Miss Blanc is an extremely tough hybrid from Mississippi that does well in East Texas. It loves heat and humidity and has low pest disease susceptibility. It does succumb to magnesium deficiency quite easily but often a dose of Epsom salt will take care of this. Miss Blanc grapes sport glossy, dark green foliage and yields heavily with fruit that has a Moscato-like aroma and flavor, which makes sense because Muscat grapes are in the parentage of Miss Blanc. This vine is a good one for growing over a pergola or trellis since the grapes won’t stain hard surfaces. The green grapes turn amber gold when ripe in mid-July. The grapes are smaller, giving them an intense, fruity flavor.
Grapes grown for fruit production are high maintenance plants that require regular chemical spraying and pruning. Grapes are susceptible to a large number of diseases, particularly in humid summer climates such as East Texas, including anthracnose, black rot, downy and powdery mildew, gray mold, crown gall and botrytis bunch rot. Insect pests include phylloxera, grape berry moth, Japanese beetle, leaf hopper, leaf roller, mealy bugs, spotted wing drosophila and flea beetles.

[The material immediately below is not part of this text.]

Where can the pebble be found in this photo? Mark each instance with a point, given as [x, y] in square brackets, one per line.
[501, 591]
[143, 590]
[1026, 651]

Miss Blanc grapes make excellent juice, a fruity clear jelly and a good wine. Grapes are primarily grown for fruit production in home fruit gardens where ornamental interest is not a concern. However, grapes do in fact have good ornamental value: bold summer foliage, some fall color, showy fruit and shaggy, twisted trunking and branching often best seen in winter. When grown on fences, walls, trellises, arbors or other structures, grapes can be quite attractive year-round and can provide good cover, screening, or shade to areas around the home.